Machado on whether he was relieved no nonsense: “What nonsense? We’re playing baseball. What happens between the field stays between the lines. We’ve just got to go out there and control what we can control and go about our business.”
Machado on whether his thoughts on Red Sox changed: “This is my team. I play for Baltimore. I bleed for this team. I’m going to die out there, I’m going to do whatever I’ve got to do to keep this team going.”
Machado on rivalry: “It’s always been something. They’re the team to beat. We’ve got Toronto, the Yankees in the mix. There’s the whole division. Everyone is our rival and the biggest opponent we have is ourselves. We’ve just got to go out there and do the small things that count, and that are going to take us to the next level. Not just hit longballs. Like we did today, good baserunning, played great D, our pitching. Tyler came in there and did a hell of a job today. That’s what we’ve got to do, do the small things to take us to the promised land.”
Wilson on enjoying the challenge: “I really enjoyed it. I was grateful for the opportunity from the time getting the call all the way up until learning that I was starting and throughout the game today. Obviously, there’s a lot going on in the game right now and I was just thankful to be the one called on to go out and challenge those guys and give our team a chance to win.”

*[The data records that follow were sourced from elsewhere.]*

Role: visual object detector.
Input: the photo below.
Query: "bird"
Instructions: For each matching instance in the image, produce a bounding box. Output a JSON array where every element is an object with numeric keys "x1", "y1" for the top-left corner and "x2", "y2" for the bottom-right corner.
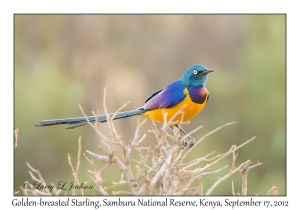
[{"x1": 36, "y1": 64, "x2": 214, "y2": 147}]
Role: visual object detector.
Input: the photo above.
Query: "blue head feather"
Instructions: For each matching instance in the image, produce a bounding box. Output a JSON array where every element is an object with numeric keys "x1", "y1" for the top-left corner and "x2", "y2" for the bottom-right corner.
[{"x1": 181, "y1": 64, "x2": 214, "y2": 87}]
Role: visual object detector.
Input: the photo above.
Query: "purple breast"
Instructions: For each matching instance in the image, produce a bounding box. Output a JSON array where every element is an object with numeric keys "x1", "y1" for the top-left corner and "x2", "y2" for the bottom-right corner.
[{"x1": 188, "y1": 86, "x2": 208, "y2": 104}]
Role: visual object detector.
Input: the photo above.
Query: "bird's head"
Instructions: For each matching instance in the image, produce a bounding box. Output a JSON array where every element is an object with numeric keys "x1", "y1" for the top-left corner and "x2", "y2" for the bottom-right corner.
[{"x1": 182, "y1": 64, "x2": 214, "y2": 87}]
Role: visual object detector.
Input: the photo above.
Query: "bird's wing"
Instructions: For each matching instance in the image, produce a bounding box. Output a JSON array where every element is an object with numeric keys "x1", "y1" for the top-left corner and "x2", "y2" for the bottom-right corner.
[
  {"x1": 143, "y1": 80, "x2": 187, "y2": 110},
  {"x1": 144, "y1": 89, "x2": 163, "y2": 103}
]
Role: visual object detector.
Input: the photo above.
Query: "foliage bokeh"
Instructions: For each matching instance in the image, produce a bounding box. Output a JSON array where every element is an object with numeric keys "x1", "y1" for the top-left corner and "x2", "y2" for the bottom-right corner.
[{"x1": 14, "y1": 15, "x2": 285, "y2": 195}]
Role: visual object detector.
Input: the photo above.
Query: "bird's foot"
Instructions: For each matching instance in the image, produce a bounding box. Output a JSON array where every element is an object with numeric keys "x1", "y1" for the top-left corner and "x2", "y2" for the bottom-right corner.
[{"x1": 179, "y1": 135, "x2": 196, "y2": 149}]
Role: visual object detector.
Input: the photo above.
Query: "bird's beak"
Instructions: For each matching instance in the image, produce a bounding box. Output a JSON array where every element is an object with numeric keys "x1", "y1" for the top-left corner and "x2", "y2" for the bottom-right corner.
[{"x1": 203, "y1": 69, "x2": 214, "y2": 74}]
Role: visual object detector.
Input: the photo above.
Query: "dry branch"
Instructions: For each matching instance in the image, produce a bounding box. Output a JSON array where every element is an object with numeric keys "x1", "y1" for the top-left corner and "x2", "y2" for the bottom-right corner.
[{"x1": 21, "y1": 93, "x2": 264, "y2": 195}]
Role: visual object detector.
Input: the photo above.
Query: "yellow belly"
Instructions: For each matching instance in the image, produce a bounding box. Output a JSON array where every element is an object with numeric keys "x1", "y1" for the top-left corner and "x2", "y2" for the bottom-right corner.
[{"x1": 141, "y1": 93, "x2": 208, "y2": 123}]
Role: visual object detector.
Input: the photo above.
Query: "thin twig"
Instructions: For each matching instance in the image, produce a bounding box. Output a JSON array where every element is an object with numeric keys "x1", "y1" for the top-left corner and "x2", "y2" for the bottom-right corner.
[
  {"x1": 26, "y1": 162, "x2": 52, "y2": 195},
  {"x1": 79, "y1": 104, "x2": 108, "y2": 140},
  {"x1": 206, "y1": 160, "x2": 251, "y2": 195},
  {"x1": 180, "y1": 165, "x2": 228, "y2": 195},
  {"x1": 14, "y1": 128, "x2": 19, "y2": 148},
  {"x1": 76, "y1": 136, "x2": 82, "y2": 176},
  {"x1": 266, "y1": 186, "x2": 278, "y2": 195},
  {"x1": 241, "y1": 161, "x2": 263, "y2": 195},
  {"x1": 86, "y1": 150, "x2": 110, "y2": 162},
  {"x1": 89, "y1": 170, "x2": 108, "y2": 196},
  {"x1": 232, "y1": 180, "x2": 235, "y2": 195},
  {"x1": 180, "y1": 121, "x2": 237, "y2": 163},
  {"x1": 68, "y1": 153, "x2": 84, "y2": 195},
  {"x1": 180, "y1": 151, "x2": 216, "y2": 172},
  {"x1": 83, "y1": 153, "x2": 93, "y2": 166},
  {"x1": 150, "y1": 144, "x2": 178, "y2": 187},
  {"x1": 110, "y1": 101, "x2": 131, "y2": 141}
]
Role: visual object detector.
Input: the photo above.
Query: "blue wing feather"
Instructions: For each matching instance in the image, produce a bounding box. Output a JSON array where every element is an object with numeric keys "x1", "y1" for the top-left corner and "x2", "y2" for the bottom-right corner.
[
  {"x1": 143, "y1": 80, "x2": 187, "y2": 110},
  {"x1": 144, "y1": 89, "x2": 163, "y2": 103}
]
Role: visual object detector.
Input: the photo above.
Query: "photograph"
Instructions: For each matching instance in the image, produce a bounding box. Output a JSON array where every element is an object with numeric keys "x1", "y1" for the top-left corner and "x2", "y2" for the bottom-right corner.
[{"x1": 14, "y1": 14, "x2": 285, "y2": 196}]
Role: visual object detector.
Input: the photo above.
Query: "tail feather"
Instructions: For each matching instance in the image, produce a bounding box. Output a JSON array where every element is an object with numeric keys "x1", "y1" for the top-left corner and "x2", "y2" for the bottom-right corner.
[{"x1": 36, "y1": 109, "x2": 146, "y2": 129}]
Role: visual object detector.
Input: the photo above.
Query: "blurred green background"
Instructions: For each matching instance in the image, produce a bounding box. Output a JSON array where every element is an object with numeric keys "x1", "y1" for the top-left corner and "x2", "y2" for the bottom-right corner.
[{"x1": 14, "y1": 15, "x2": 285, "y2": 195}]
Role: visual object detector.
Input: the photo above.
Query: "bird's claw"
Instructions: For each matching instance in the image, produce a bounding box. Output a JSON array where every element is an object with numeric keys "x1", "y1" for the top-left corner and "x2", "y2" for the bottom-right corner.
[{"x1": 179, "y1": 135, "x2": 196, "y2": 149}]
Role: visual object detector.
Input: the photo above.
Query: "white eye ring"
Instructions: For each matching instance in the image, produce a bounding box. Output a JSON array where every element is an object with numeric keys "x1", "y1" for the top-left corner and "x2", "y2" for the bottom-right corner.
[{"x1": 193, "y1": 70, "x2": 198, "y2": 75}]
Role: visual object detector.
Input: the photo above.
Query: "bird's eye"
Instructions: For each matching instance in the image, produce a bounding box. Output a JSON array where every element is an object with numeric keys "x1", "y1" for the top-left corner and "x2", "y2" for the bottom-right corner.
[{"x1": 193, "y1": 70, "x2": 198, "y2": 75}]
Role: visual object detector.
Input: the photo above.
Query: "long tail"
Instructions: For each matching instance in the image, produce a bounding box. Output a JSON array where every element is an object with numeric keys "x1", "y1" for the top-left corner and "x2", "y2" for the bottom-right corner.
[{"x1": 36, "y1": 109, "x2": 147, "y2": 129}]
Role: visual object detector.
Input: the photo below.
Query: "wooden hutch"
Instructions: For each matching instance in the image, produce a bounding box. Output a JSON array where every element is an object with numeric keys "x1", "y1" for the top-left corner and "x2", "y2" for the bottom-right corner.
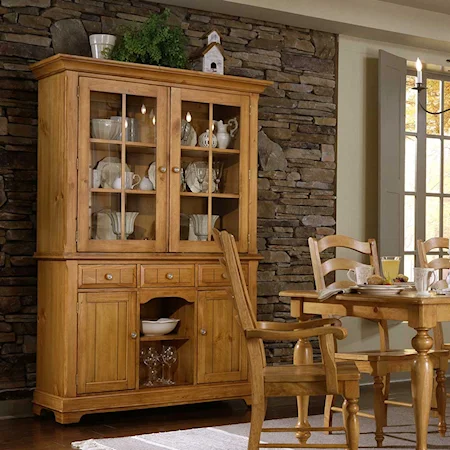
[{"x1": 31, "y1": 54, "x2": 270, "y2": 423}]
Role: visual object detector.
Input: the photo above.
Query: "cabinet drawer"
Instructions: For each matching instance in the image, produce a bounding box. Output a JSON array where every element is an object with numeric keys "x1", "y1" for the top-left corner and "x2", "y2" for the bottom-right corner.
[
  {"x1": 78, "y1": 265, "x2": 137, "y2": 288},
  {"x1": 140, "y1": 265, "x2": 195, "y2": 287},
  {"x1": 198, "y1": 264, "x2": 248, "y2": 287}
]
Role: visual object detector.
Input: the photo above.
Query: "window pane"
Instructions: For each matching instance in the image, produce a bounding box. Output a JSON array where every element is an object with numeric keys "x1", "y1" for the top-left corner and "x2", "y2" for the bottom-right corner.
[
  {"x1": 426, "y1": 138, "x2": 441, "y2": 193},
  {"x1": 404, "y1": 254, "x2": 415, "y2": 281},
  {"x1": 444, "y1": 81, "x2": 450, "y2": 136},
  {"x1": 426, "y1": 196, "x2": 440, "y2": 240},
  {"x1": 427, "y1": 79, "x2": 442, "y2": 135},
  {"x1": 444, "y1": 141, "x2": 450, "y2": 194},
  {"x1": 444, "y1": 198, "x2": 450, "y2": 239},
  {"x1": 405, "y1": 136, "x2": 417, "y2": 192},
  {"x1": 404, "y1": 195, "x2": 415, "y2": 251},
  {"x1": 406, "y1": 75, "x2": 417, "y2": 133}
]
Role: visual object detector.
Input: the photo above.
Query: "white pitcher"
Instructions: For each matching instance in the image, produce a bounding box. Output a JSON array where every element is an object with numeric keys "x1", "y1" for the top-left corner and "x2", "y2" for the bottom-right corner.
[
  {"x1": 213, "y1": 118, "x2": 238, "y2": 149},
  {"x1": 414, "y1": 267, "x2": 436, "y2": 296}
]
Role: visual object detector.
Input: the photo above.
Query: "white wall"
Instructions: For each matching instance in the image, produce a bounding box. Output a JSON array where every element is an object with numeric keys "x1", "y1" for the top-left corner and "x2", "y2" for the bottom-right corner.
[{"x1": 336, "y1": 36, "x2": 450, "y2": 367}]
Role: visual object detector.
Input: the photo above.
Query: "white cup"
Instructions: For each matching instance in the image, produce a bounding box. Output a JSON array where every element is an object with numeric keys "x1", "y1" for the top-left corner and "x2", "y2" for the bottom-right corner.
[
  {"x1": 414, "y1": 268, "x2": 436, "y2": 296},
  {"x1": 125, "y1": 172, "x2": 141, "y2": 189},
  {"x1": 92, "y1": 169, "x2": 101, "y2": 188},
  {"x1": 347, "y1": 264, "x2": 374, "y2": 285}
]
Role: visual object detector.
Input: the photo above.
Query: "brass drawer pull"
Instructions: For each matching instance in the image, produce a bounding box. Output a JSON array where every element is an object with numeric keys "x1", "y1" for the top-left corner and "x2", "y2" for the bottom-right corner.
[
  {"x1": 166, "y1": 273, "x2": 174, "y2": 280},
  {"x1": 130, "y1": 332, "x2": 137, "y2": 339},
  {"x1": 105, "y1": 273, "x2": 113, "y2": 280},
  {"x1": 172, "y1": 167, "x2": 180, "y2": 173},
  {"x1": 159, "y1": 166, "x2": 167, "y2": 173},
  {"x1": 200, "y1": 329, "x2": 207, "y2": 336}
]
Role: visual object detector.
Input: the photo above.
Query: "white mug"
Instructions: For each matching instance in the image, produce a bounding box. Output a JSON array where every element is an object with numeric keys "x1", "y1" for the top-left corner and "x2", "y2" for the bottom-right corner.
[
  {"x1": 347, "y1": 264, "x2": 374, "y2": 285},
  {"x1": 414, "y1": 268, "x2": 436, "y2": 296},
  {"x1": 125, "y1": 172, "x2": 141, "y2": 189},
  {"x1": 92, "y1": 169, "x2": 101, "y2": 188}
]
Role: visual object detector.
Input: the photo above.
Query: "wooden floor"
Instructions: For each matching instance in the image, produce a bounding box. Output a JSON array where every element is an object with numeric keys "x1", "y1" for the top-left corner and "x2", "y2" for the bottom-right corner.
[{"x1": 0, "y1": 382, "x2": 434, "y2": 450}]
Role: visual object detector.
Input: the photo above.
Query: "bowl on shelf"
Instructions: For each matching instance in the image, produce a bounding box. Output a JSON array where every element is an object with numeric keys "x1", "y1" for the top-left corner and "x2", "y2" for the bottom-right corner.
[
  {"x1": 141, "y1": 318, "x2": 180, "y2": 336},
  {"x1": 91, "y1": 119, "x2": 120, "y2": 140}
]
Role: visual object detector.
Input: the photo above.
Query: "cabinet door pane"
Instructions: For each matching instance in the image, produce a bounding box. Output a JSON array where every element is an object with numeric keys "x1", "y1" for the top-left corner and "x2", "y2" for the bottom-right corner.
[
  {"x1": 77, "y1": 292, "x2": 137, "y2": 394},
  {"x1": 170, "y1": 89, "x2": 249, "y2": 252},
  {"x1": 197, "y1": 290, "x2": 247, "y2": 384},
  {"x1": 78, "y1": 78, "x2": 167, "y2": 252}
]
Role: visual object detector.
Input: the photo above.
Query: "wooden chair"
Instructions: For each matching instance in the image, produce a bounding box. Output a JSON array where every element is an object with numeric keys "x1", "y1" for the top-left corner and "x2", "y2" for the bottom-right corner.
[
  {"x1": 417, "y1": 237, "x2": 450, "y2": 395},
  {"x1": 309, "y1": 234, "x2": 448, "y2": 447},
  {"x1": 214, "y1": 229, "x2": 361, "y2": 450}
]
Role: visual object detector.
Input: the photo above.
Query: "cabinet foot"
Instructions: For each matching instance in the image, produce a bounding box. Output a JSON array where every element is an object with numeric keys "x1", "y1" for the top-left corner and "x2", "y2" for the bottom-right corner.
[
  {"x1": 32, "y1": 404, "x2": 44, "y2": 417},
  {"x1": 243, "y1": 396, "x2": 252, "y2": 407},
  {"x1": 54, "y1": 411, "x2": 84, "y2": 424}
]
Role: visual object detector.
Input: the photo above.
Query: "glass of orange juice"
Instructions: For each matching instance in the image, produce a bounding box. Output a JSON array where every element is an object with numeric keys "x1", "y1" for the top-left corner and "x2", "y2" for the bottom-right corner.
[{"x1": 381, "y1": 256, "x2": 401, "y2": 282}]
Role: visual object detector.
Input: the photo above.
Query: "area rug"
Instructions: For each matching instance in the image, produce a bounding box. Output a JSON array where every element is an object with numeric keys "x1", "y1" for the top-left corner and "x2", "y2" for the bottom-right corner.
[{"x1": 72, "y1": 409, "x2": 450, "y2": 450}]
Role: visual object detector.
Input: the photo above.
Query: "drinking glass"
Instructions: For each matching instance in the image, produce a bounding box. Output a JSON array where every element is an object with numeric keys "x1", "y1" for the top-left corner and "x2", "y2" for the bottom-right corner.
[
  {"x1": 381, "y1": 256, "x2": 401, "y2": 282},
  {"x1": 161, "y1": 345, "x2": 177, "y2": 385},
  {"x1": 213, "y1": 161, "x2": 223, "y2": 192},
  {"x1": 143, "y1": 347, "x2": 160, "y2": 387},
  {"x1": 196, "y1": 163, "x2": 207, "y2": 192}
]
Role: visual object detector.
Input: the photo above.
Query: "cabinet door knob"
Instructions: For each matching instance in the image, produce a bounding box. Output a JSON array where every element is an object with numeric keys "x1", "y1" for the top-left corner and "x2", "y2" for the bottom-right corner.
[
  {"x1": 200, "y1": 329, "x2": 207, "y2": 336},
  {"x1": 159, "y1": 166, "x2": 167, "y2": 173},
  {"x1": 172, "y1": 167, "x2": 180, "y2": 173},
  {"x1": 221, "y1": 272, "x2": 227, "y2": 279},
  {"x1": 166, "y1": 273, "x2": 174, "y2": 280},
  {"x1": 130, "y1": 332, "x2": 137, "y2": 339},
  {"x1": 105, "y1": 273, "x2": 113, "y2": 280}
]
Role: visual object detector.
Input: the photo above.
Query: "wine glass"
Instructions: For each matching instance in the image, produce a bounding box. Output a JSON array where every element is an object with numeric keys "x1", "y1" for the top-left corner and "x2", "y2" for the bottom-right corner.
[
  {"x1": 161, "y1": 345, "x2": 178, "y2": 385},
  {"x1": 143, "y1": 347, "x2": 160, "y2": 387},
  {"x1": 196, "y1": 162, "x2": 207, "y2": 192},
  {"x1": 213, "y1": 161, "x2": 223, "y2": 193}
]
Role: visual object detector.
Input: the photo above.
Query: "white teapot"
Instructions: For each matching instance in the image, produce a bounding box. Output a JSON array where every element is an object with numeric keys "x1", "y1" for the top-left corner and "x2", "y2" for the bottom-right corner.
[{"x1": 213, "y1": 118, "x2": 238, "y2": 149}]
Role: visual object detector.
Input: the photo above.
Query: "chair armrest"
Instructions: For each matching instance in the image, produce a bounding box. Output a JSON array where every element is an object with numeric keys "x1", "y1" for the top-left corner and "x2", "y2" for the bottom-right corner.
[
  {"x1": 256, "y1": 318, "x2": 341, "y2": 331},
  {"x1": 245, "y1": 326, "x2": 347, "y2": 341}
]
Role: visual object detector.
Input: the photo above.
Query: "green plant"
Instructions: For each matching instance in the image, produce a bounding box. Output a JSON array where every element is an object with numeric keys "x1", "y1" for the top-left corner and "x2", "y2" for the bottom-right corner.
[{"x1": 109, "y1": 9, "x2": 188, "y2": 69}]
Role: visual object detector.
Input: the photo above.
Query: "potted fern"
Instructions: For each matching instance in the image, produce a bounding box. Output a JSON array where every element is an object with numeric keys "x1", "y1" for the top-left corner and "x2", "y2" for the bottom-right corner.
[{"x1": 108, "y1": 9, "x2": 188, "y2": 69}]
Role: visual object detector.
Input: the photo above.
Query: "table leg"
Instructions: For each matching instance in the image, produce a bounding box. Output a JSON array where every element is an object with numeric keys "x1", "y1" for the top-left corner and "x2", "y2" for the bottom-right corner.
[
  {"x1": 294, "y1": 337, "x2": 313, "y2": 443},
  {"x1": 411, "y1": 328, "x2": 434, "y2": 450}
]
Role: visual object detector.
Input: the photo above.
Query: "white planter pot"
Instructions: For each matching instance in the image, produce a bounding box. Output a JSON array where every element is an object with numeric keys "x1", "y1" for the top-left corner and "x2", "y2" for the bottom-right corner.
[{"x1": 90, "y1": 34, "x2": 116, "y2": 59}]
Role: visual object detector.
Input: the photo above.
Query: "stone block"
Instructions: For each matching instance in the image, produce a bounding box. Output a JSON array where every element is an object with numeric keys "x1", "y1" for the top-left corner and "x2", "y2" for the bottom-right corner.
[
  {"x1": 2, "y1": 242, "x2": 35, "y2": 255},
  {"x1": 0, "y1": 117, "x2": 7, "y2": 136},
  {"x1": 1, "y1": 0, "x2": 50, "y2": 6},
  {"x1": 211, "y1": 18, "x2": 252, "y2": 30},
  {"x1": 284, "y1": 38, "x2": 314, "y2": 53},
  {"x1": 10, "y1": 256, "x2": 36, "y2": 266},
  {"x1": 266, "y1": 70, "x2": 299, "y2": 83},
  {"x1": 284, "y1": 148, "x2": 321, "y2": 160},
  {"x1": 282, "y1": 53, "x2": 334, "y2": 73},
  {"x1": 315, "y1": 117, "x2": 337, "y2": 126},
  {"x1": 248, "y1": 38, "x2": 282, "y2": 51},
  {"x1": 321, "y1": 144, "x2": 335, "y2": 162},
  {"x1": 300, "y1": 75, "x2": 335, "y2": 88},
  {"x1": 260, "y1": 251, "x2": 290, "y2": 263},
  {"x1": 0, "y1": 332, "x2": 15, "y2": 342},
  {"x1": 42, "y1": 6, "x2": 81, "y2": 20},
  {"x1": 0, "y1": 41, "x2": 53, "y2": 59},
  {"x1": 22, "y1": 335, "x2": 36, "y2": 353},
  {"x1": 258, "y1": 201, "x2": 277, "y2": 219},
  {"x1": 311, "y1": 30, "x2": 336, "y2": 59},
  {"x1": 258, "y1": 130, "x2": 287, "y2": 172},
  {"x1": 302, "y1": 215, "x2": 336, "y2": 227},
  {"x1": 264, "y1": 127, "x2": 292, "y2": 141},
  {"x1": 2, "y1": 33, "x2": 51, "y2": 47}
]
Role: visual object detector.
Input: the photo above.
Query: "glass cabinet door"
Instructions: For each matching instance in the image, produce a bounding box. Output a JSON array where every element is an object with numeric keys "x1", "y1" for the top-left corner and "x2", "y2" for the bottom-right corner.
[
  {"x1": 169, "y1": 88, "x2": 249, "y2": 252},
  {"x1": 77, "y1": 78, "x2": 168, "y2": 252}
]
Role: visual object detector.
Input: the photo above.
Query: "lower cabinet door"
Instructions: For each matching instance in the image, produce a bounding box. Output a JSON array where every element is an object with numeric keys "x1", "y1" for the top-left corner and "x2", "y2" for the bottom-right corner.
[
  {"x1": 197, "y1": 290, "x2": 248, "y2": 384},
  {"x1": 77, "y1": 291, "x2": 137, "y2": 394}
]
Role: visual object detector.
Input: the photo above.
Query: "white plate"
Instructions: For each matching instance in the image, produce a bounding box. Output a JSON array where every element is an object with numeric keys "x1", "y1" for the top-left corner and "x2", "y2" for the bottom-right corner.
[
  {"x1": 181, "y1": 120, "x2": 197, "y2": 146},
  {"x1": 96, "y1": 157, "x2": 130, "y2": 189},
  {"x1": 148, "y1": 162, "x2": 156, "y2": 189},
  {"x1": 353, "y1": 285, "x2": 404, "y2": 295},
  {"x1": 185, "y1": 162, "x2": 217, "y2": 193}
]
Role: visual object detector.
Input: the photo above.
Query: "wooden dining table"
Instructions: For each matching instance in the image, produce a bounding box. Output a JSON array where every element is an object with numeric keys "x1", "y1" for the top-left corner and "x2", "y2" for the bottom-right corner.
[{"x1": 280, "y1": 289, "x2": 450, "y2": 450}]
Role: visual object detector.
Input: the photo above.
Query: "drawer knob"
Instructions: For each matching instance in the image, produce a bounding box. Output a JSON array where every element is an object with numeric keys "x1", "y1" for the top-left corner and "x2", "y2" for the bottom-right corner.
[
  {"x1": 172, "y1": 167, "x2": 180, "y2": 173},
  {"x1": 130, "y1": 332, "x2": 137, "y2": 339},
  {"x1": 200, "y1": 329, "x2": 207, "y2": 336},
  {"x1": 159, "y1": 166, "x2": 167, "y2": 173},
  {"x1": 166, "y1": 273, "x2": 174, "y2": 280},
  {"x1": 221, "y1": 272, "x2": 227, "y2": 279},
  {"x1": 105, "y1": 273, "x2": 113, "y2": 280}
]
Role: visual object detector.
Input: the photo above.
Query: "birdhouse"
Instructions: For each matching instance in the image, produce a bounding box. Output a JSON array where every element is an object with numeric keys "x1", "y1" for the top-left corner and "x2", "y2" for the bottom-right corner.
[{"x1": 191, "y1": 29, "x2": 225, "y2": 75}]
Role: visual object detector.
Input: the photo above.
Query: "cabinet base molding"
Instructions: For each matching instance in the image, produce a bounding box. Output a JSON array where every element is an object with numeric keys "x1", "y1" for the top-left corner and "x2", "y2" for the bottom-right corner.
[{"x1": 33, "y1": 382, "x2": 251, "y2": 424}]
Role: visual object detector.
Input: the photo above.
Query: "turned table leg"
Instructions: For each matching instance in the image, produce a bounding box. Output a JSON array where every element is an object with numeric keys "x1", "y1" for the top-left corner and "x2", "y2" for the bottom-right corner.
[
  {"x1": 294, "y1": 337, "x2": 313, "y2": 444},
  {"x1": 411, "y1": 328, "x2": 434, "y2": 450}
]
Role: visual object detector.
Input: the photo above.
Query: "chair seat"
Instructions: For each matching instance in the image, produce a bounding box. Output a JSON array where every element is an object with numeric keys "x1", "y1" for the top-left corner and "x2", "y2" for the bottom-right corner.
[
  {"x1": 443, "y1": 343, "x2": 450, "y2": 351},
  {"x1": 336, "y1": 349, "x2": 448, "y2": 362},
  {"x1": 263, "y1": 362, "x2": 360, "y2": 383}
]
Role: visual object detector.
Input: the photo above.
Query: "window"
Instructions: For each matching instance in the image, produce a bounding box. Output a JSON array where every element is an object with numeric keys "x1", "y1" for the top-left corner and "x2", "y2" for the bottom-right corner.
[{"x1": 403, "y1": 72, "x2": 450, "y2": 280}]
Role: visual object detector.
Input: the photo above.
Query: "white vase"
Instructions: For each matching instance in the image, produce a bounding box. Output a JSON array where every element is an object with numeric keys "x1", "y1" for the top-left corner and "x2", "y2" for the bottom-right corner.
[
  {"x1": 191, "y1": 214, "x2": 219, "y2": 241},
  {"x1": 106, "y1": 211, "x2": 139, "y2": 239},
  {"x1": 90, "y1": 34, "x2": 116, "y2": 59}
]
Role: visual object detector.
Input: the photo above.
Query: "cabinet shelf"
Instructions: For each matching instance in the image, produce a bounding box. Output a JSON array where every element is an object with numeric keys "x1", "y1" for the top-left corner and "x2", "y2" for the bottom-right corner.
[
  {"x1": 180, "y1": 192, "x2": 239, "y2": 199},
  {"x1": 181, "y1": 145, "x2": 240, "y2": 154},
  {"x1": 90, "y1": 138, "x2": 156, "y2": 149},
  {"x1": 140, "y1": 334, "x2": 190, "y2": 342},
  {"x1": 90, "y1": 188, "x2": 156, "y2": 195},
  {"x1": 125, "y1": 189, "x2": 156, "y2": 195}
]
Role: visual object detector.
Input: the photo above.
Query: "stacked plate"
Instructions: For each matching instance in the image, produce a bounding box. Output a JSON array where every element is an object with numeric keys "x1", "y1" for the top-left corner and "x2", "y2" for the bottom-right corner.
[{"x1": 352, "y1": 285, "x2": 405, "y2": 295}]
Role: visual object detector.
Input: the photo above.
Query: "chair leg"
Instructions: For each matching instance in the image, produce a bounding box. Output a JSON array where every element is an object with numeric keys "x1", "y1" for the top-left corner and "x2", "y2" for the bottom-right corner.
[
  {"x1": 373, "y1": 376, "x2": 385, "y2": 448},
  {"x1": 248, "y1": 396, "x2": 266, "y2": 450},
  {"x1": 382, "y1": 374, "x2": 390, "y2": 426},
  {"x1": 323, "y1": 394, "x2": 334, "y2": 434},
  {"x1": 436, "y1": 368, "x2": 447, "y2": 437},
  {"x1": 343, "y1": 397, "x2": 360, "y2": 450}
]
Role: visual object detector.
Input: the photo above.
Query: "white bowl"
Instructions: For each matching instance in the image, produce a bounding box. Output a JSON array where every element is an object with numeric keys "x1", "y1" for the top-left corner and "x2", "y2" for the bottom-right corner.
[
  {"x1": 91, "y1": 119, "x2": 120, "y2": 140},
  {"x1": 141, "y1": 318, "x2": 180, "y2": 336}
]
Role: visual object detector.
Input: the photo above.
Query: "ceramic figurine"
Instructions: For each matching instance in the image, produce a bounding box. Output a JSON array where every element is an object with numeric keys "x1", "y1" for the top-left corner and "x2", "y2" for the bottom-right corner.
[{"x1": 214, "y1": 118, "x2": 238, "y2": 149}]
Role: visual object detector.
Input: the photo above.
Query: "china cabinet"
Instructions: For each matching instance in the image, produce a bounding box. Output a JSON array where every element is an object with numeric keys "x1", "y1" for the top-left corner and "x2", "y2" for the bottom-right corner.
[{"x1": 31, "y1": 54, "x2": 270, "y2": 423}]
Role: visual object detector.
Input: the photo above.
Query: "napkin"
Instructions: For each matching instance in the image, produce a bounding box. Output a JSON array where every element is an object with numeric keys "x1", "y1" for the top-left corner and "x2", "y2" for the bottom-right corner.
[{"x1": 317, "y1": 287, "x2": 352, "y2": 301}]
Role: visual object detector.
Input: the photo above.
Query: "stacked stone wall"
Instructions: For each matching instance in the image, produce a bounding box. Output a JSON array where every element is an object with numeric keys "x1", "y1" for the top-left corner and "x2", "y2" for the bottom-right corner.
[{"x1": 0, "y1": 0, "x2": 336, "y2": 394}]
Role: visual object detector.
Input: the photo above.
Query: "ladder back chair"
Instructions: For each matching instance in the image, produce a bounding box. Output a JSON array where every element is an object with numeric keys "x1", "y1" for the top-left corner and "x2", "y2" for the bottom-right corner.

Wilson on whether he thought he’d start: “For the years that I’ve been doing this, obviously talking to you guys these last three years, I keep my expectations at a minimum. I try to take advantage of my name being called, whether that’s in a starting role or in the bullpen or long, short, anything. I just try and take what’s given to me and control the things that I can control. I know I say that to you guys all the time. There are so many variables in this game that are outside of what I can control, so I was just focused on getting here and being ready when my number is called.”